By induction, we can show that this equivalence respects group composition (that is, $\mathrm{loop}^{a + b} \equiv \mathrm{loop}^a \bullet \mathrm{loop}^b$), so that we have a proper isomorphism of groups.

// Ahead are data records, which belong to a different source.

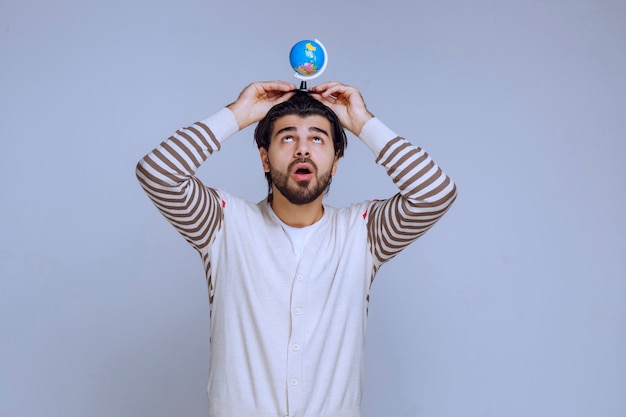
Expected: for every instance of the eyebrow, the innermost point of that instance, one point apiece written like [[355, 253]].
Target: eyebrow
[[311, 129]]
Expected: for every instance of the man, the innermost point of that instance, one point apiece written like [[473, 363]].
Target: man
[[289, 277]]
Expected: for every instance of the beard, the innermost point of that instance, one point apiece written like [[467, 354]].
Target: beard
[[301, 192]]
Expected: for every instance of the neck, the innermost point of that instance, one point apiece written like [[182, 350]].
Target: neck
[[297, 215]]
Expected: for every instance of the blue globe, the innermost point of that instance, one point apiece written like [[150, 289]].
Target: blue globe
[[308, 58]]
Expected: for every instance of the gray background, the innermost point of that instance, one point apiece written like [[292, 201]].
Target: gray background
[[513, 305]]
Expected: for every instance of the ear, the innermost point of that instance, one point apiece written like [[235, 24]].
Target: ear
[[264, 159], [335, 163]]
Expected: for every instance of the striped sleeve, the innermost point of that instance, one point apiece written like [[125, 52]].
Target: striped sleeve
[[425, 193], [167, 176]]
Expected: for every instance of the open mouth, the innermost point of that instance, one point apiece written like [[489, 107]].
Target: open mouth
[[302, 172]]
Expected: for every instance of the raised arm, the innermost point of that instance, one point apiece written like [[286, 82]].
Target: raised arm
[[425, 191], [167, 172]]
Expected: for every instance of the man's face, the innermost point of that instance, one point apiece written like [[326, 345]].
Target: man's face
[[301, 157]]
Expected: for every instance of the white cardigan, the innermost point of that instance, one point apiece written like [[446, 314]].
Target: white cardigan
[[288, 332]]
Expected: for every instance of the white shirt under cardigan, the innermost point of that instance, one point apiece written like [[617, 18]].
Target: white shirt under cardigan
[[288, 325]]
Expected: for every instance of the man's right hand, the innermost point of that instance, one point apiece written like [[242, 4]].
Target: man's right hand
[[257, 99]]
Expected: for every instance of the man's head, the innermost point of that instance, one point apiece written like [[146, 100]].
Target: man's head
[[304, 107]]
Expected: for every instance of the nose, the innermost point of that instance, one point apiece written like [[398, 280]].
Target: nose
[[302, 150]]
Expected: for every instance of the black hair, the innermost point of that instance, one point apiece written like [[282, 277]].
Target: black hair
[[301, 104]]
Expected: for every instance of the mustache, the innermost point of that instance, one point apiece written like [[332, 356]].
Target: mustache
[[302, 160]]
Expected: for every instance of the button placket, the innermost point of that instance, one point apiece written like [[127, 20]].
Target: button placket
[[294, 352]]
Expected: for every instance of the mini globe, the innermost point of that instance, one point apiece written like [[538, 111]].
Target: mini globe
[[308, 58]]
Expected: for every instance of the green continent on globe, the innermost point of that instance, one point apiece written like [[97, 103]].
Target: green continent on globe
[[307, 58]]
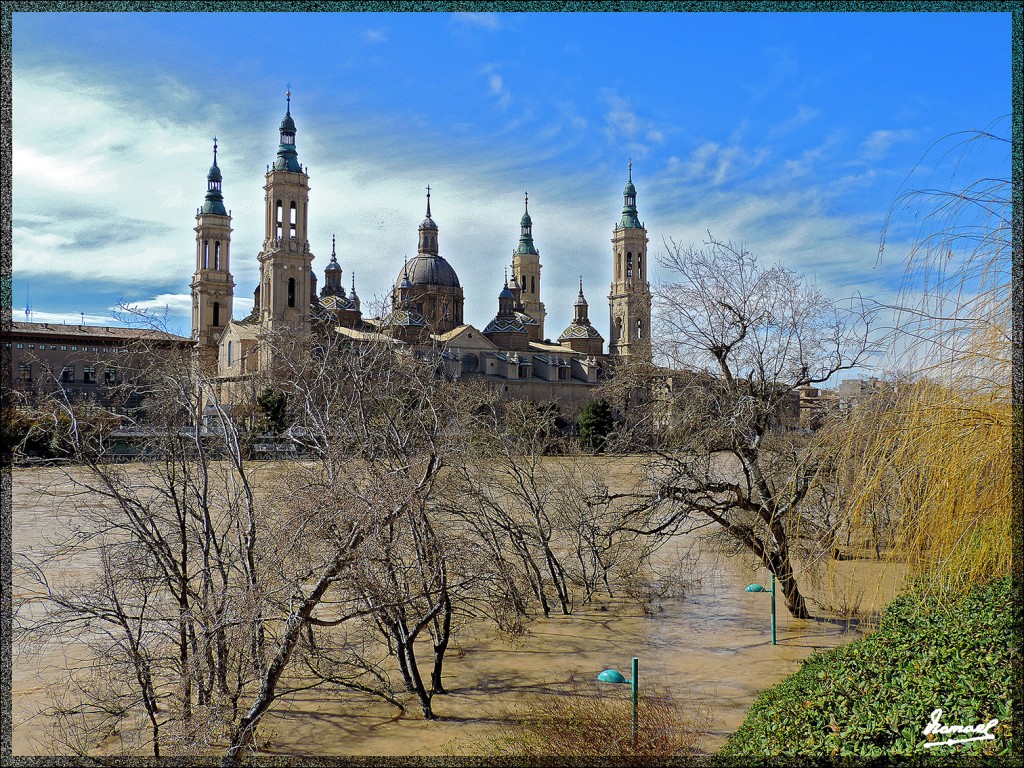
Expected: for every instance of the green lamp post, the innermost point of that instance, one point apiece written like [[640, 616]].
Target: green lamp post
[[614, 676], [759, 588]]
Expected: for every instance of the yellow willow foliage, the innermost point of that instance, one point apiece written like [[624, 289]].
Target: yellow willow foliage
[[931, 459], [937, 459]]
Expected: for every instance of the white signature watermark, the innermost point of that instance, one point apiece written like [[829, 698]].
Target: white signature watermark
[[936, 726]]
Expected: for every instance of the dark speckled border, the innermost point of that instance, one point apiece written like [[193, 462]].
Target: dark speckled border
[[1017, 8]]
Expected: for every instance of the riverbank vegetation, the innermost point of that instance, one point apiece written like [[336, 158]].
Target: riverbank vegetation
[[928, 466]]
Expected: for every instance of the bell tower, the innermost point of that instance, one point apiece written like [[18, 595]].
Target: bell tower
[[212, 286], [526, 270], [629, 300], [286, 259]]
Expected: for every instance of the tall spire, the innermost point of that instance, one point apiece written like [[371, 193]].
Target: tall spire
[[214, 202], [631, 218], [288, 158], [526, 231], [428, 232]]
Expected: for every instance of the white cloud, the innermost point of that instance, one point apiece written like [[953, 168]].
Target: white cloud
[[877, 145], [496, 84], [804, 116], [716, 165], [627, 128], [478, 20]]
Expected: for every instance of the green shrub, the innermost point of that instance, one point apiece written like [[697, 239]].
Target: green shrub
[[591, 726], [875, 696]]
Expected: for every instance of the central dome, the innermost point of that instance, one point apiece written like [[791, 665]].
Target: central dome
[[428, 270]]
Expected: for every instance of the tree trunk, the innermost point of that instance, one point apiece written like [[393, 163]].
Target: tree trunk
[[440, 635], [782, 569]]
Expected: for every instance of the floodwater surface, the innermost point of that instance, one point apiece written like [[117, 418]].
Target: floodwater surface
[[710, 647]]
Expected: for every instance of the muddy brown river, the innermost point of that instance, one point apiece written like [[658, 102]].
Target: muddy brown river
[[711, 648]]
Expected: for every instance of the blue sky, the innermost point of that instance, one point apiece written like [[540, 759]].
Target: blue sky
[[790, 132]]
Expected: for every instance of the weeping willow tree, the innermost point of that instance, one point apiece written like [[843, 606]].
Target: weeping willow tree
[[934, 461]]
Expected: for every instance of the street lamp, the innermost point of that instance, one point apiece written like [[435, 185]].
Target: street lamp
[[614, 676], [759, 588]]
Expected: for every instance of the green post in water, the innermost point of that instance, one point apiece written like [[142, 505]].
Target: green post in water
[[634, 684]]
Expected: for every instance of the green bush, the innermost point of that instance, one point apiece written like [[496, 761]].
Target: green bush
[[875, 696]]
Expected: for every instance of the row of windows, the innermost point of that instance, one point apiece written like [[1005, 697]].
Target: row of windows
[[206, 254], [64, 347], [293, 216], [629, 265], [68, 373]]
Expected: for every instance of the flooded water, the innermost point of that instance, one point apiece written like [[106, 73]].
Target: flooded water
[[711, 647]]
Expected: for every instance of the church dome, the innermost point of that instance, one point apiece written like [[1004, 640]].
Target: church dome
[[428, 270]]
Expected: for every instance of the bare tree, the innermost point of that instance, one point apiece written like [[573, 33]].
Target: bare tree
[[741, 340], [173, 543], [548, 521]]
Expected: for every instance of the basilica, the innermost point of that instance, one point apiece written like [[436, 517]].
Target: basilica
[[425, 304]]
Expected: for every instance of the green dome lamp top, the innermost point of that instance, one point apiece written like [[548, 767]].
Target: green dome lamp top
[[581, 299], [333, 265], [631, 218], [214, 202], [526, 231], [288, 158]]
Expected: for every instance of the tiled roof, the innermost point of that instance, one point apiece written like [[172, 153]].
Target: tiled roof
[[126, 334], [577, 331]]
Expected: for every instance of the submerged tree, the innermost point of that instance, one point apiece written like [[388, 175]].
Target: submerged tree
[[741, 340], [937, 461]]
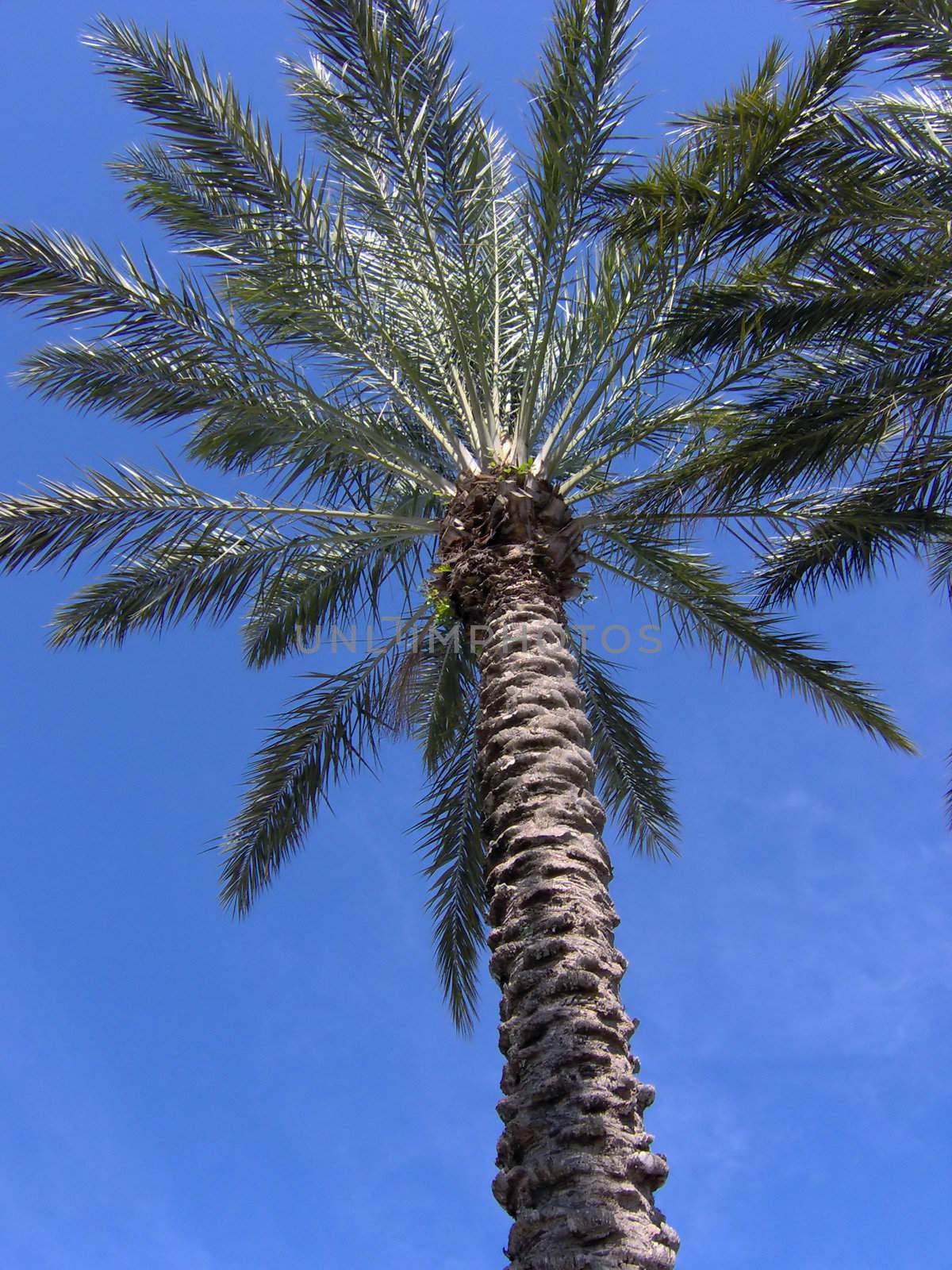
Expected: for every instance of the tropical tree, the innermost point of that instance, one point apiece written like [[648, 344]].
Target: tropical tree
[[823, 294], [438, 371]]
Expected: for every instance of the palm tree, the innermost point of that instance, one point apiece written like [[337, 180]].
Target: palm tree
[[823, 296], [443, 376], [825, 290]]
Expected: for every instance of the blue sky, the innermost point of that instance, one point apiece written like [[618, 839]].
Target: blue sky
[[182, 1092]]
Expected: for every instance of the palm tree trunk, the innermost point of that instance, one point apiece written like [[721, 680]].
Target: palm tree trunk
[[577, 1170]]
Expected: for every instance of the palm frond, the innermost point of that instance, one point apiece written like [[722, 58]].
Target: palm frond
[[702, 607], [330, 729], [632, 781]]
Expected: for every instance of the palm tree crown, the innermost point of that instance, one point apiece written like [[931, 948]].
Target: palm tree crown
[[416, 344]]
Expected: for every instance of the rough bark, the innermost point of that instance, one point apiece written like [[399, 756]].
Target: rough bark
[[577, 1170]]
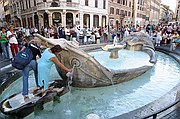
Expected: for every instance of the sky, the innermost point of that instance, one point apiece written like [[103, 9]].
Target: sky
[[171, 3]]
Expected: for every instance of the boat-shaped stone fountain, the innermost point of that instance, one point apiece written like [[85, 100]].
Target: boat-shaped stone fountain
[[89, 72]]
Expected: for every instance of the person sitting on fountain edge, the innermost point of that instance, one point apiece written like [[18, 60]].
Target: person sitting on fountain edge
[[32, 65], [45, 63]]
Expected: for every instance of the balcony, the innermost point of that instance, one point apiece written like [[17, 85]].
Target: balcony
[[32, 9], [59, 4]]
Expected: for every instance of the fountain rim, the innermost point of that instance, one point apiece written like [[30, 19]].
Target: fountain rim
[[148, 108], [151, 104]]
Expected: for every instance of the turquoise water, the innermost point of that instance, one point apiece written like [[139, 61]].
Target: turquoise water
[[112, 100], [127, 59]]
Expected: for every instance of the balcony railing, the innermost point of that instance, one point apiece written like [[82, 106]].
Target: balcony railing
[[28, 10], [60, 4]]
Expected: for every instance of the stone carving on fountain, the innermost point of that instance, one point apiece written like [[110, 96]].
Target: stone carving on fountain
[[88, 71]]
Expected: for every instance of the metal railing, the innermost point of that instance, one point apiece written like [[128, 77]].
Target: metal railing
[[154, 115]]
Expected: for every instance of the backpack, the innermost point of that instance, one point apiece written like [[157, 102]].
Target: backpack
[[23, 58]]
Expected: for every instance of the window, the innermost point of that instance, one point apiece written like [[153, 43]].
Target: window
[[104, 4], [26, 4], [29, 4], [129, 14], [96, 3], [111, 10], [86, 3], [123, 2], [117, 11], [122, 11], [129, 4], [125, 13]]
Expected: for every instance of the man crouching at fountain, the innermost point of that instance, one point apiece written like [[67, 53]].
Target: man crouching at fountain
[[32, 65], [45, 63]]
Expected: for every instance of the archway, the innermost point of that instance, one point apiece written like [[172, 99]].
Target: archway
[[69, 20], [86, 20], [46, 20], [56, 18]]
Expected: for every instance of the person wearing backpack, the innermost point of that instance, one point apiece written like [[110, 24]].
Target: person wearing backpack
[[31, 66], [4, 43], [44, 65]]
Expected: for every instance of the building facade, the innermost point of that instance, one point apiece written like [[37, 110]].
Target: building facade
[[118, 7], [45, 13], [2, 17], [154, 11], [166, 14], [177, 11]]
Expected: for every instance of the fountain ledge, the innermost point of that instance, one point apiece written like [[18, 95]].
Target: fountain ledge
[[159, 104], [88, 71]]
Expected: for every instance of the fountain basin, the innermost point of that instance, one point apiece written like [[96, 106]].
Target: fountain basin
[[113, 49], [88, 71]]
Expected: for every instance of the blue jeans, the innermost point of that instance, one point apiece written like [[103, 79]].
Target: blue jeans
[[5, 52], [31, 66]]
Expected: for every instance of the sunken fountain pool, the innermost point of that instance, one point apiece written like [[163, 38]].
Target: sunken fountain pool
[[108, 100]]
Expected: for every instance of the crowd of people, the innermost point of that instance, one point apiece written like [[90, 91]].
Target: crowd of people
[[12, 41]]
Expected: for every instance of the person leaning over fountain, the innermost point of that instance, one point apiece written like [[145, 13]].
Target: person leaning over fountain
[[117, 39], [45, 63], [32, 65]]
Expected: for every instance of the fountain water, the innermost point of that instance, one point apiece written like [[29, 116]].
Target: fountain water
[[91, 72], [103, 102]]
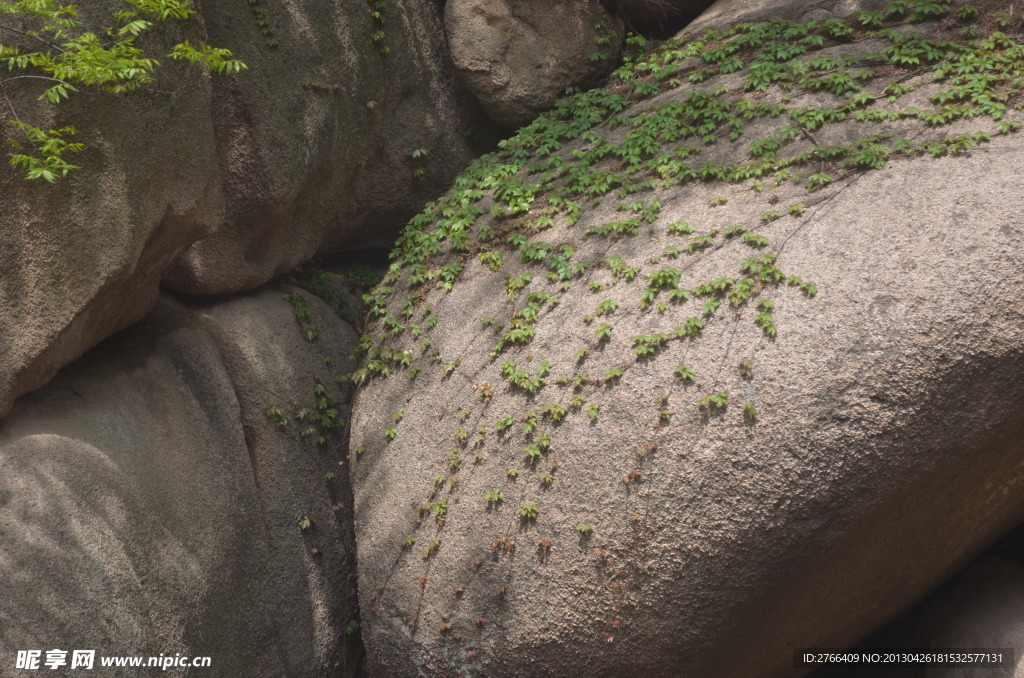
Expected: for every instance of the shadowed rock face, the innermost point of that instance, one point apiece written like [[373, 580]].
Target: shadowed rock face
[[760, 397], [148, 506], [214, 185], [518, 56], [654, 14]]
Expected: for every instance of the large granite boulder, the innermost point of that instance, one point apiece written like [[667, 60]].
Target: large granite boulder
[[518, 56], [334, 136], [148, 506], [738, 371]]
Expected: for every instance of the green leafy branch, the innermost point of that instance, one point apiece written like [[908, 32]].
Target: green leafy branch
[[60, 54]]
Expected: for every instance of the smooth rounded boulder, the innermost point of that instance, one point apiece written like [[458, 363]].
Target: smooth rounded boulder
[[720, 362], [152, 500], [519, 56], [345, 123]]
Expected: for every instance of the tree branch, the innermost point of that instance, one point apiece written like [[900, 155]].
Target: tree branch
[[34, 37]]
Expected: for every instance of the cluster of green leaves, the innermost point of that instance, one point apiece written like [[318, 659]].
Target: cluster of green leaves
[[377, 8], [259, 14], [317, 425], [51, 48]]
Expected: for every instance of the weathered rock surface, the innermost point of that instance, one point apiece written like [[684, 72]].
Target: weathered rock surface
[[309, 150], [148, 506], [729, 11], [517, 56], [792, 491]]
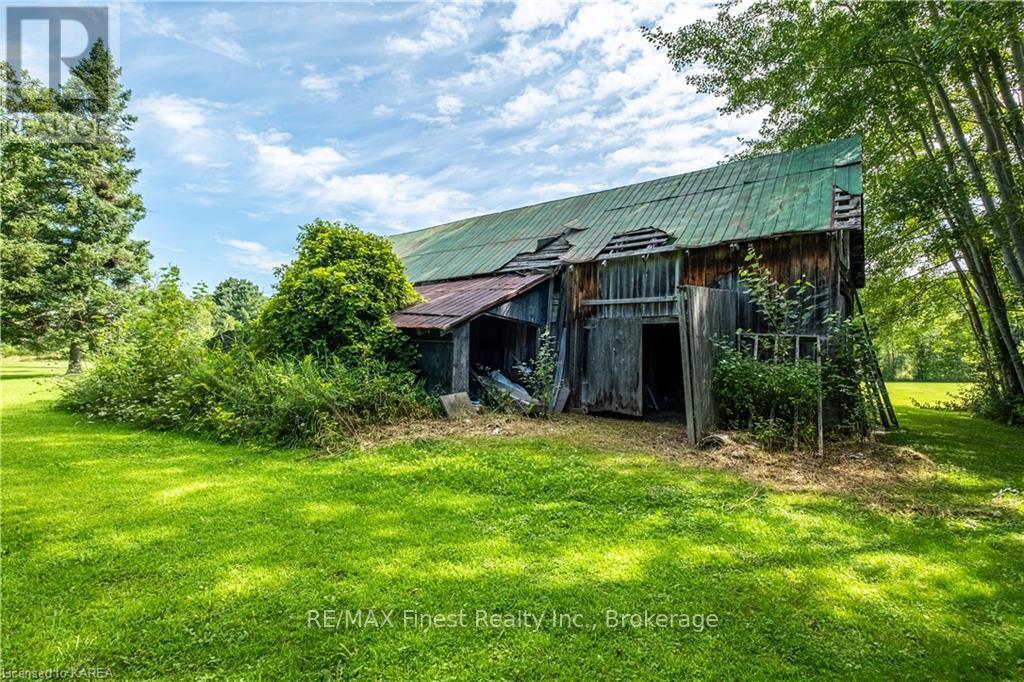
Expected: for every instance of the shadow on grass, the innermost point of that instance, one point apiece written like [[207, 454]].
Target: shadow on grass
[[160, 555]]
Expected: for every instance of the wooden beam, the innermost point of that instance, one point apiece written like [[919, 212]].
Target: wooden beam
[[627, 301]]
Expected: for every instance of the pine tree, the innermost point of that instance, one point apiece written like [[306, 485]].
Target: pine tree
[[69, 210]]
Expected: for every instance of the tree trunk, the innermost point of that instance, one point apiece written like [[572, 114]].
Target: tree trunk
[[997, 155], [1014, 266], [980, 265], [75, 359], [1015, 124], [977, 326]]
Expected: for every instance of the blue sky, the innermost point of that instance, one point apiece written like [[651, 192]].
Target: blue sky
[[256, 118]]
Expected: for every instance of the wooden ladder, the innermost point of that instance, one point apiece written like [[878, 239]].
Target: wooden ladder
[[877, 385]]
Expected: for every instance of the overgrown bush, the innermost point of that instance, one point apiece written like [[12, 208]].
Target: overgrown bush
[[775, 400], [337, 297], [775, 396], [158, 369], [982, 399], [539, 373]]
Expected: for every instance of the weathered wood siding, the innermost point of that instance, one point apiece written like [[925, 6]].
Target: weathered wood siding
[[611, 289], [708, 314], [613, 378]]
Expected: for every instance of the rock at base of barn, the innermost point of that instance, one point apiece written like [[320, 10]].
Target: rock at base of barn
[[458, 405]]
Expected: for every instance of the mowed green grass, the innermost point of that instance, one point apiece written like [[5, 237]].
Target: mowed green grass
[[166, 557]]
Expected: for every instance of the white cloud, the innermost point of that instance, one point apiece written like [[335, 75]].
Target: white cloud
[[179, 114], [193, 138], [544, 192], [395, 201], [324, 86], [526, 105], [449, 104], [530, 14], [448, 25], [253, 256], [212, 31], [280, 167]]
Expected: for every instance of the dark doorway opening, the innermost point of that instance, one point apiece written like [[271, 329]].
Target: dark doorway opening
[[663, 371], [496, 343]]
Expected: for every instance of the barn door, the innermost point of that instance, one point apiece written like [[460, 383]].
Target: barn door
[[614, 369], [704, 315]]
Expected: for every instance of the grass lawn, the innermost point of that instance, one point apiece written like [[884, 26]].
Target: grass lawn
[[161, 556]]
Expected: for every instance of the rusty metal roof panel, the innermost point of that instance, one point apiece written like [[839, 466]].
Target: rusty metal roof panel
[[448, 304], [749, 199]]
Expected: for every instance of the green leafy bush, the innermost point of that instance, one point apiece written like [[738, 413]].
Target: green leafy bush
[[775, 400], [157, 369], [337, 297], [776, 396]]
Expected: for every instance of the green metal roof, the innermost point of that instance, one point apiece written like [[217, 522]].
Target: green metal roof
[[779, 194]]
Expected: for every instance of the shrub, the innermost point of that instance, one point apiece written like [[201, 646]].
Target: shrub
[[143, 357], [777, 397], [539, 373], [157, 369], [776, 400], [337, 297]]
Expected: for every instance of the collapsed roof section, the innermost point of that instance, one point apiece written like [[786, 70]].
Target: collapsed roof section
[[449, 304], [780, 194]]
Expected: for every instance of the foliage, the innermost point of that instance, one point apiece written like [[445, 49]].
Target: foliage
[[934, 89], [539, 373], [337, 297], [157, 369], [71, 265], [775, 400], [239, 303], [143, 358], [766, 389], [786, 308]]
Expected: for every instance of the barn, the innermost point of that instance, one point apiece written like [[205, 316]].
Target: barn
[[635, 282]]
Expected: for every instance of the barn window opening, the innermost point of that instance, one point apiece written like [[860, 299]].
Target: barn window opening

loopⁿ-+ : (a b : Int) → loopⁿ (a +ℤ b) ≡ loopⁿ a ∙ loopⁿ b
loopⁿ-+ a = Integers.induction Int-integers
  (ap loopⁿ (+ℤ-zeror a) ∙ sym (∙-idr _))
  λ b →
    loopⁿ (a +ℤ b) ≡ loopⁿ a ∙ loopⁿ b                 ≃⟨ ap (_∙ loop) , equiv→cancellable (∙-post-equiv loop .snd) ⟩
    loopⁿ (a +ℤ b) ∙ loop ≡ (loopⁿ a ∙ loopⁿ b) ∙ loop ≃⟨ ∙-post-equiv (sym (∙-assoc _ _ _)) ⟩
    loopⁿ (a +ℤ b) ∙ loop ≡ loopⁿ a ∙ loopⁿ b ∙ loop   ≃⟨ ∙-post-equiv (ap (loopⁿ a ∙_) (sym (loopⁿ⁺¹ b))) ⟩
    loopⁿ (a +ℤ b) ∙ loop ≡ loopⁿ a ∙ loopⁿ (sucℤ b)   ≃⟨ ∙-pre-equiv (loopⁿ⁺¹ (a +ℤ b)) ⟩
    loopⁿ (sucℤ (a +ℤ b)) ≡ loopⁿ a ∙ loopⁿ (sucℤ b)   ≃⟨ ∙-pre-equiv (ap loopⁿ (+ℤ-sucr a b)) ⟩
    loopⁿ (a +ℤ sucℤ b) ≡ loopⁿ a ∙ loopⁿ (sucℤ b)     ≃∎

π₁S¹≡ℤ : π₁Groupoid.π₁ S¹∙ S¹-is-groupoid ≡ ℤ
π₁S¹≡ℤ = sym $ ∫-Path Groups-equational
  (total-hom (Equiv.from ΩS¹≃integers ∘ Lift.lower)
    (record { pres-⋆ = λ (lift a) (lift b) → loopⁿ-+ a b }))
  (∙-is-equiv (Lift-≃ .snd) ((ΩS¹≃integers e⁻¹) .snd))

Furthermore, since the loop space of the circle is a set, we automatically get that all of its higher homotopy groups are trivial.

Ωⁿ⁺²S¹-is-contr : ∀ n → is-contr ⌞ Ωⁿ (2 + n) S¹∙ ⌟
Ωⁿ⁺²S¹-is-contr zero = is-prop∙→is-contr (hlevel 1) refl
Ωⁿ⁺²S¹-is-contr (suc n) = Path-is-hlevel 0 (Ωⁿ⁺²S¹-is-contr n)

πₙ₊₂S¹≡0 : ∀ n → πₙ₊₁ (suc n) S¹∙ ≡ Zero-group {lzero}
πₙ₊₂S¹≡0 n = ∫-Path Groups-equational
  (Zero-group-is-terminal _ .centre)
  (is-contr→≃ (is-contr→∥-∥₀-is-contr (Ωⁿ⁺²S¹-is-contr n)) (hlevel 0) .snd)